The pontiff made his appeal in his Easter "Urbi et Orbi" ("to the city and to the world") message from the loggia of St. Peter's basilica at the Vatican to nearly 100,000 people as he concluded the first Easter season of his pontificate. Touching On Current Themes
The pope urged the international community to negotiate with Iran to assure peace in the Middle East. "Concerning the international crises linked to nuclear power, may an honorable solution be found for all parties, through serious and honest negotiations," he urged.
Benedict also defended Israel's right to live in peace while calling on the international community to help the Palestinian people build their future. "May the international community, which reaffirms Israel's just right to exist in peace, assist the Palestinian people to overcome the precarious conditions in which they live and to build their future, moving toward the constitution of a state which is truly their own," Benedict said.
He also called on leaders of nations and of international organizations to work for peaceful coexistence among races, cultures, and religions "to remove the threat of terrorism."
Benedict expressed the hope that Italy will regain its serenity once final official results are announced next week from the country's elections, which the opposition coalition led by Romano Prodi won by a small margin. Religious Rites
Western-rite Christian churches around the world were celebrating April 16 as the day of Jesus Christ's resurrection after his crucifixion on Good Friday (this year on April 14). The Eastern-rite Christian Orthodox churches celebrate Easter one week later.
Late on April 15, Benedict presided over a vigil inside St. Peter's Basilica. He called the resurrection of Christ the "most crucial leap into a totally new dimension." He described the resurrection as having been like "an explosion of light" and urged Catholics to let the risen Christ help them transform a world of violence and corruption.

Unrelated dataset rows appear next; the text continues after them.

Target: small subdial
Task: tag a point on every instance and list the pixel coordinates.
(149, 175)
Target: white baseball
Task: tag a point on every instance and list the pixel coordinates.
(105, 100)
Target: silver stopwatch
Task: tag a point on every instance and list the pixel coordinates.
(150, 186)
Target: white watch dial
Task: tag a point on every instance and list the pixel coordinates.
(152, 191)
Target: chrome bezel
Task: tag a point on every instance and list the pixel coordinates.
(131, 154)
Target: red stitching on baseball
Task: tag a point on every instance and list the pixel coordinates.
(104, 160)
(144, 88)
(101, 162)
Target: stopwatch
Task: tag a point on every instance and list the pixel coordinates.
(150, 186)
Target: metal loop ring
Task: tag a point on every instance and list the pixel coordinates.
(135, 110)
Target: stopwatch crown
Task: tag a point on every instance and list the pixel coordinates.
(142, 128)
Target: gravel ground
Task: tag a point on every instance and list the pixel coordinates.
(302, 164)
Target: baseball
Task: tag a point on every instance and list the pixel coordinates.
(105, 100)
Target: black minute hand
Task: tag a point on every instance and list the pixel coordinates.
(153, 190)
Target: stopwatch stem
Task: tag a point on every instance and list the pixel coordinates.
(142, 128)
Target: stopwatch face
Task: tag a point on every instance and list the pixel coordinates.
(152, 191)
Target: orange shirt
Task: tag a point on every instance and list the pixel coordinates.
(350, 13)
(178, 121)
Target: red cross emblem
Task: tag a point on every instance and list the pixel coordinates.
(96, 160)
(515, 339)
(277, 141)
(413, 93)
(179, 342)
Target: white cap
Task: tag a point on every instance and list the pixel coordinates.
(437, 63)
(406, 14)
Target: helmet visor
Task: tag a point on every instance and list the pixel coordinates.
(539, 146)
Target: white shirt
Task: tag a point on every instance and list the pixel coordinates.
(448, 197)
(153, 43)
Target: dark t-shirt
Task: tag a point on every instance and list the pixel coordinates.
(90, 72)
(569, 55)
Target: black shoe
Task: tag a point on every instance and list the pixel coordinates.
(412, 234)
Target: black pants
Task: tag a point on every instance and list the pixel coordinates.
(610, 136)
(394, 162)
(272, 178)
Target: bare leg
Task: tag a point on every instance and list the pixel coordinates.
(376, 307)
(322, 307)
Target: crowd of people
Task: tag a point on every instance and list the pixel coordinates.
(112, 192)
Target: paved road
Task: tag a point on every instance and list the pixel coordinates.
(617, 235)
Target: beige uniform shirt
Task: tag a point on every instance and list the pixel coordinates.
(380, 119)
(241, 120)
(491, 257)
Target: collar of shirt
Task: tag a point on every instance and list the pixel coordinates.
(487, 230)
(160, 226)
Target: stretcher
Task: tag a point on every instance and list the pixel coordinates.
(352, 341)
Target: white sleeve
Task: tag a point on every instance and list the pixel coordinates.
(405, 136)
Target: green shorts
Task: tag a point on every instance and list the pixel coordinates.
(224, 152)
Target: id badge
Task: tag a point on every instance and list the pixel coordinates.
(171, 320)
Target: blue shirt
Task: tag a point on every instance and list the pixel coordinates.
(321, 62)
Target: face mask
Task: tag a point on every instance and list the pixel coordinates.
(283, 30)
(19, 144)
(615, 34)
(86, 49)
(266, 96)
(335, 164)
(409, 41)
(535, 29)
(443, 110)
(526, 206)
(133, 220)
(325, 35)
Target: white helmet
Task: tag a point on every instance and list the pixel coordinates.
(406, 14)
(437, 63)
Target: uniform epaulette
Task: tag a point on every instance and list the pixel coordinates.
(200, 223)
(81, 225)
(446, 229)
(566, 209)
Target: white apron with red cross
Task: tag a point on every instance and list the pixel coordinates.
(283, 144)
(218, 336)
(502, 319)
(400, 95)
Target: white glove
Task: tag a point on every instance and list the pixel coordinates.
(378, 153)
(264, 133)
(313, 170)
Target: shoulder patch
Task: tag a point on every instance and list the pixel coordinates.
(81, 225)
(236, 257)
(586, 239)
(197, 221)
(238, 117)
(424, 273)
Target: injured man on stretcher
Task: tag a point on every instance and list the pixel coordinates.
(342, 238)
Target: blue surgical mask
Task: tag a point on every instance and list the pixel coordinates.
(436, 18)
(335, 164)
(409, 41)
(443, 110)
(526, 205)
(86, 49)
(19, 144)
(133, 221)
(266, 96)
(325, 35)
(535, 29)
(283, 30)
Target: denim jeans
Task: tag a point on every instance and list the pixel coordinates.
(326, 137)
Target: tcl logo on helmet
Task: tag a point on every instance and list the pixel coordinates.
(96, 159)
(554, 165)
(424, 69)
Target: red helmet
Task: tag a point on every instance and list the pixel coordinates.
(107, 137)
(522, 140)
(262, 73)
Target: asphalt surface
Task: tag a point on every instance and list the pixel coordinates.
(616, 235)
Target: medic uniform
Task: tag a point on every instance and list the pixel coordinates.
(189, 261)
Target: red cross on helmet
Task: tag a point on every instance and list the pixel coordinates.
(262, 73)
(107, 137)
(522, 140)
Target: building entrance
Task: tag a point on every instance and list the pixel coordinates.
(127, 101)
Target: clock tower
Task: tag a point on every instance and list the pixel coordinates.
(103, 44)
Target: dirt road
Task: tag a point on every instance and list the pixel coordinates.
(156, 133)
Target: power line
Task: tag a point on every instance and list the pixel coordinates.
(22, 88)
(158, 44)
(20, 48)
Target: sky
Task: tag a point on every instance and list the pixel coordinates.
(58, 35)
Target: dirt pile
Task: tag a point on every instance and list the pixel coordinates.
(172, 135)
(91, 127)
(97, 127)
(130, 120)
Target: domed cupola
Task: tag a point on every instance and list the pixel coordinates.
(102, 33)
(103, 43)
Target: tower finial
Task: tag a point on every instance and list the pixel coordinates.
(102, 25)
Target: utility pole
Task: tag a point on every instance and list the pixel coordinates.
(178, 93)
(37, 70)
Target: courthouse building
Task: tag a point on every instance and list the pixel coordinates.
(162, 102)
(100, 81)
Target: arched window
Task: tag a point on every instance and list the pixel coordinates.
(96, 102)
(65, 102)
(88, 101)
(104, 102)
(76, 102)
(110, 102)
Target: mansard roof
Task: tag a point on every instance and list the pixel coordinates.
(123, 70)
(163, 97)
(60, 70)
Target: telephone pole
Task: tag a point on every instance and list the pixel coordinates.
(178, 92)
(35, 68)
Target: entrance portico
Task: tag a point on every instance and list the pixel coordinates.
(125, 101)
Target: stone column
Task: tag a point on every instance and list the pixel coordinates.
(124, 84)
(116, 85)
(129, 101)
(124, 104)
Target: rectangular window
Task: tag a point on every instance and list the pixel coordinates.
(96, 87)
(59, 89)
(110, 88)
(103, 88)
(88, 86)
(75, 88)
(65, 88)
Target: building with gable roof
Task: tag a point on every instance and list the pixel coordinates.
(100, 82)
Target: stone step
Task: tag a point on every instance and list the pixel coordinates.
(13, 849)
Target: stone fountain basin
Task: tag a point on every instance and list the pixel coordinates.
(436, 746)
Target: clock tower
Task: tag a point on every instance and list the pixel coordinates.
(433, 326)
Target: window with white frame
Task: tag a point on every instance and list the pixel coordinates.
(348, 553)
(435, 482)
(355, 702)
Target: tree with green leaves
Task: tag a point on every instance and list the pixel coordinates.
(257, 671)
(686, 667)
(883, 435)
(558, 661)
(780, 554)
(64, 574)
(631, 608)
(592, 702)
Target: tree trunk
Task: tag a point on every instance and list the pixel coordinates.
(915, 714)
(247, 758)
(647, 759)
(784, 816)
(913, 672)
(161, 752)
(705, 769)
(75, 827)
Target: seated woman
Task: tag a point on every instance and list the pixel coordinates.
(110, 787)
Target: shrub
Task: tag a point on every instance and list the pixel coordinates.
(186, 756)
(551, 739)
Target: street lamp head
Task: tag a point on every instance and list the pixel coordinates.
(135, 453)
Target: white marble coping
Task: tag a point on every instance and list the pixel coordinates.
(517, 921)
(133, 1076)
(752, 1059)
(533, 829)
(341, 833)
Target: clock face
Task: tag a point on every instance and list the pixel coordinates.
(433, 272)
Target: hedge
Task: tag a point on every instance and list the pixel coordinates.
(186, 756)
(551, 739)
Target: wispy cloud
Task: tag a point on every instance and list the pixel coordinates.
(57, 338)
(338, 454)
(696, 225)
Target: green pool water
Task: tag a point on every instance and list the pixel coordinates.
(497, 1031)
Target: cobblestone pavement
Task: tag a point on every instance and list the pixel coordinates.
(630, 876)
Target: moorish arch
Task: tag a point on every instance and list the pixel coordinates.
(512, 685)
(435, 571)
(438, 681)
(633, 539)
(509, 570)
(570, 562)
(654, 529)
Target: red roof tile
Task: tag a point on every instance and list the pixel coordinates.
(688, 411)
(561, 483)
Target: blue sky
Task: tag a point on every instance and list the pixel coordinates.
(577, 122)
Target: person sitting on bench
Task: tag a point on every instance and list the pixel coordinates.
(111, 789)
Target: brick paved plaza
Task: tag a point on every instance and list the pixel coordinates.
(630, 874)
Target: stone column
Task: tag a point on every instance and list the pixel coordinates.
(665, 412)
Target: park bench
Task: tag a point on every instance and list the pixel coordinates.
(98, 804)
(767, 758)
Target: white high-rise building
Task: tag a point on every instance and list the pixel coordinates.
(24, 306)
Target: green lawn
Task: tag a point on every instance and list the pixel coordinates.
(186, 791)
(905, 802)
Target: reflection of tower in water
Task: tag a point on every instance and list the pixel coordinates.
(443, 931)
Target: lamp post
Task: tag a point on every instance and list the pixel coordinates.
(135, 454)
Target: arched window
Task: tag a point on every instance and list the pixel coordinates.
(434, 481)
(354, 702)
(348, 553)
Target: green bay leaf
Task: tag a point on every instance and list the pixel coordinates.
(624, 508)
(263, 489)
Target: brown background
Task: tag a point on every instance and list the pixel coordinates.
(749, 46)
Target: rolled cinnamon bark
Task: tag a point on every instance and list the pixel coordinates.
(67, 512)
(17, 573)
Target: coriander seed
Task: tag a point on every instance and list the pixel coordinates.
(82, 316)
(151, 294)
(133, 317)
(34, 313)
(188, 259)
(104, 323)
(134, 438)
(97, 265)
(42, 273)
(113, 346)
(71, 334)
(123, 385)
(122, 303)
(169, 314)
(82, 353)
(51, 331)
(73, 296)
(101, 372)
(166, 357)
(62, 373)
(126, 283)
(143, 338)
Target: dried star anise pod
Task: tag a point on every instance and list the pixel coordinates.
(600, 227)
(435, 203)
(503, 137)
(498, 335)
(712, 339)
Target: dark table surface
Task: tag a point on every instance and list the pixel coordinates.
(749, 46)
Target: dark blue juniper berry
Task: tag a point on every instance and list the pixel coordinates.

Catholics in the West Bank town of Bethlehem, where Jesus was born, held the traditional candlelight vigil in the Church of the Nativity on April 15.
The Church of the Nativity is built above a cave that is believed to have been the birthplace of Jesus Christ.
Last year, Easter celebrations were overshadowed by Pope John Paul II's deteriorating health. The Polish-born pontiff could barely speak when he greeted pilgrims massed in St. Peter's square, and a cardinal delivered his Easter message. John Paul II died six days later, on April 2.
Meanwhile, Philippine President Gloria Macapagal Arroyo ordered the commutation of all death sentences to life imprisonment as her predominantly Catholic country marked Easter Sunday. The order would spare the lives of 1,205 convicts currently on death row.